There's a little less truthiness and a bit fewer moments of Zen on YouTube today, as Comedy Central has aggressively leaned on the viral-video-sharing site to take down segments of its shows, including The Colbert Report and The Daily Show. Interesting move, that: a cable channel whose existence depends on getting the attention of multimedia-savvy young viewers, deliberately forgoing exposure on one of the best online venues for getting the attention of those young people. Why? I can think of two possible explanations, the dumb reason and the smart reason.
THE DUMB REASON: It's about the bottom line. Comedy Central has invested a lot of money, effort and attention into, like many cable chaannels, developing its own online-video site, Motherload. So the network doesn't want people surfing over to YouTube and watching its content free (even if that helps bring in and retain fans for its properties), when it can try to force them to its own site. Who cares if the online market has decided it doesn't want to go to Motherload and prefers one-stop video shopping at YouTube? By God, we'll make you punk kids do what we want!
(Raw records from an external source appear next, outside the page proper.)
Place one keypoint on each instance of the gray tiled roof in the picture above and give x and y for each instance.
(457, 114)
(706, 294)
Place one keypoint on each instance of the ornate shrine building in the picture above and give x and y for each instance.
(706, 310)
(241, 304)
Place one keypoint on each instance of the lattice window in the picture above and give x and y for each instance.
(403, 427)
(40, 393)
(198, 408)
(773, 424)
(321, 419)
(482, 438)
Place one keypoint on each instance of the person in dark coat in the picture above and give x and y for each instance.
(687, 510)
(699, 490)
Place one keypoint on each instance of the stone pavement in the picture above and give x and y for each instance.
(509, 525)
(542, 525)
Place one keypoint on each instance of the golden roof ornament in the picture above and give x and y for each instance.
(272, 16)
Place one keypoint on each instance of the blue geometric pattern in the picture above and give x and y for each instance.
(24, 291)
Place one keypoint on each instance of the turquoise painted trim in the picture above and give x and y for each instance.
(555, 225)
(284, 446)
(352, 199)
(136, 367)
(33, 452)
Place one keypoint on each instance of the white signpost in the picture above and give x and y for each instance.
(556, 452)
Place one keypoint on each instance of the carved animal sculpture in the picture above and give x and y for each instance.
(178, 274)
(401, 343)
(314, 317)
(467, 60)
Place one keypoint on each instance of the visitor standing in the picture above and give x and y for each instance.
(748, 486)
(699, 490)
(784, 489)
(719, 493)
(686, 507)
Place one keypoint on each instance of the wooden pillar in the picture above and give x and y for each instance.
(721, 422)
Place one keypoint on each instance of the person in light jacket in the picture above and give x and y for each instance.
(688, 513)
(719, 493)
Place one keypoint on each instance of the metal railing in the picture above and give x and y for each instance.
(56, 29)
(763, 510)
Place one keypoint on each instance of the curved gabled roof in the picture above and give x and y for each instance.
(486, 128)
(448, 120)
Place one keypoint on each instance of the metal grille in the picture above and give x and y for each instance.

THE SMART REASON: It's a bargaining ploy. Comedy Central knows that they can't re-bottle the YouTube genie, and that online, corporations must follow viewers and not the other way around. Viewers have shown they want to go to YouTube, not a flotilla of more structured, more boring old-media sites, and there's nothing Comedy Central can do about it. So the network ultimately wants to cut a deal with YouTube, as its broadcast Viacom sibling CBS did, to permit the website to post its videos with Comedy Central getting some kind of cut--and is temporarily pulling them to make sure that cut is as generous as possible.
I'm hoping for the smart reason, though I'm not going to bet money on it. Have your lawyers draft as many letters as you want: as long as your audience has a broadband pipeline, video will out eventually. And if the TV networks are serious about emulating the music industry, not the movie industry, when it comes to digital media, then they have to do as most of the music business has done with iTunes--accept it as a reality, and make money off it as best they can. Comedy Central, like the rest of TV, has a right to negotiate the terms of how it gets paid for its content. But in the broadband age, it's the audience, not the network, that dictates the terms of where it will watch that content.